Rather grudgingly, the good Inspector told us they recognised the assailant as Sammy Stogar, a well-known local dope-fiend. Not someone with a record of assault, but such a folk may be driven to do anything for money to support his addiction. Evidently the Police are going to keep him locked up without his favourite ‘medication’ until he feels like talking about his employers.
Helen whispered that she has heard British police are behind the times in adopting American current investigative practice like ‘the third degree’, but keeping Mr. Stogar on a diet of food and water, will work just as well.
All of which is well and good, but small comfort to me. As I told the Inspector, I cannot stay behind locked doors forever. We have all heard about the diplomat in the patented bullet-proof vest who discovered it was not proof against a grand piano being pushed off the hotel roof five storeys above, as he walked out of the lobby surrounded by bodyguards.
Inspector Barneson took a deep breath and nodded assent – then thanked me for leaving the criminal alive this time. He noted that I had specifically asked him if he wanted a live prisoner. His plain-clothes officer had made very plain that Mr. Sammy Stogar could very easily have been sent over the railing to the bottom of the English Channel with the straps of his heavy toolbox around his neck, and nobody the wiser.
Anyway, tomorrow we will be out of his jurisdiction in London most of the day, where the Metropolitan Police can handle any more ‘regrettable incidents’ and there are no flighty holidaymakers to be frightened off.
Back after dining to the Guest House with a fresh plain-clothes policeman following at twenty paces behind us (instantly recognisable by his boots; I should mention to him they should avoid all wearing the same model). Upstairs to bathe and a restful night’s sleep – naturally, with all the traps set.
*(Editor’s note: Although Amelia does not say exactly where the Belvia Guest House is, to judge from the description of the houses and their having an extended North-South strip of ornamental gardens in front and a neck-twisting sea view, the only place in Kemp Town that fits the bill is the Northern end of New Steine.)
Monday August 23rd, 1937
Up bright and early for the London train; alas, ‘bright’ did not describe the weather, which was definitely grey and drizzling. The clouds were pretty much sitting on top of the Downs where we were yesterday. Ten tenths cloud, visibility one mile, cloud ceiling about four hundred feet. Not such a cheerful day for picnics and kite-flying, let alone flying any larger aerial craft!
Still, today it hardly matters. After a good breakfast we were all in our Respectable outfits with waterproof coats on top, and out to catch the 7:45 London express. Downhill Westwards through the damp streets of Kemp Town, crossing the long narrow park of the Old Steine (watching out for any more hit-and-run assassins), up the far side of the valley and a steep pull up to the station, in plenty of time for tickets.

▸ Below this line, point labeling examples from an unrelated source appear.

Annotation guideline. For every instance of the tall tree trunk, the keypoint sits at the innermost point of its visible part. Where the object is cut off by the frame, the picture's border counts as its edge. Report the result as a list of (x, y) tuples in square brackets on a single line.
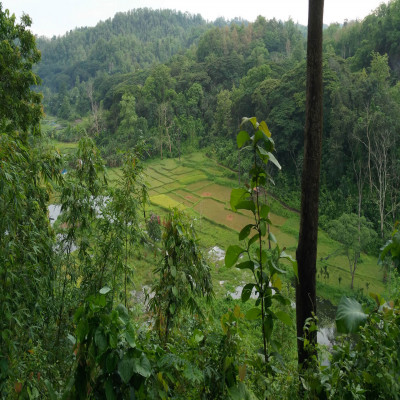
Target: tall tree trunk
[(307, 249)]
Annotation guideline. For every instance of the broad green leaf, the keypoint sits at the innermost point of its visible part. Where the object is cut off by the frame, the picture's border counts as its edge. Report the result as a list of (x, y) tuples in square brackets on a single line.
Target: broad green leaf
[(242, 138), (253, 120), (246, 264), (142, 366), (100, 339), (295, 269), (105, 290), (252, 240), (130, 339), (246, 291), (245, 232), (349, 316), (264, 211), (379, 300), (238, 195), (241, 392), (232, 255), (274, 268), (125, 369), (284, 317), (253, 313), (276, 282), (264, 127)]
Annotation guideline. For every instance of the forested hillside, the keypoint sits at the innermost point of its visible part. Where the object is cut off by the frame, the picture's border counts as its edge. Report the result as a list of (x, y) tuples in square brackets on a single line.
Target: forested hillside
[(115, 209)]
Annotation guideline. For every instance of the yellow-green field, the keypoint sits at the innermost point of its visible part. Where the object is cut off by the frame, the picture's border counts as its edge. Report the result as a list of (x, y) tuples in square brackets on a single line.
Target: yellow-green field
[(202, 188)]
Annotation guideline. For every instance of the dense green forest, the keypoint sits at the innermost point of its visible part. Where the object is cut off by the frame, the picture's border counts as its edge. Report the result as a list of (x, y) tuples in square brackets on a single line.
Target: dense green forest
[(160, 85)]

It is over three years since I was in a railway station, I realised – I had almost forgotten what they were like. The great Victorian glass and cast iron arched roof over the long platforms, the jostling crowds, the steam engines hissing and the scent of coal smoke heavy in the air. A second-class carriage seemed best; we do not want to attract attention. Maria says she spotted two newspaper reporters by their notebooks and cameras, and the longer I can stay out of their sight, the better. The news of our “close escapes” are evidently being held tight by the local Police, as they are active investigations… but just the kind of thing a tabloid journalist would love to get his claws into. It is bound to happen sooner or later, but I have things to do that will be easier without the Press on our tails. Our plain-clothed policeman stayed on the platform with a relieved look on his muzzle as we headed out of his jurisdiction for the day.
Anyway, we were off on time, heading up North through the cuttings and tunnels through the chalk hills shrouded in mist and cloud. The only other fur in our compartment was a distinguished-looking otter gent in a natty pin-stripe suit, who immediately vanished behind the morning’s edition of ‘The Times’.
In Spontoonie, Helen whispered that he did not look the sort who suddenly switched roles and demonstrated the lethal powers of a sword-umbrella or rolled-up newspaper, but one can never tell. Whoever is after us seems to be well-connected and still out there; the driver of that stolen car on Saturday was someone bigger and more heavily-built than the Mister Stogar who is currently bemoaning the diet of ‘cold turkey’ in the local jail. (I recall Molly telling me that dope-fiends tend to rapidly acquire a wasted appearance, though her Father’s business never handled such merchandise.) I cannot really imagine he was the one on the esplanade who almost dropped a tonne of municipal flower-bed on us either – not without a six-foot lever or a hydraulic jack, which are tricky things to use inconspicuously on a crowded pavement without passers-by wondering what is going on.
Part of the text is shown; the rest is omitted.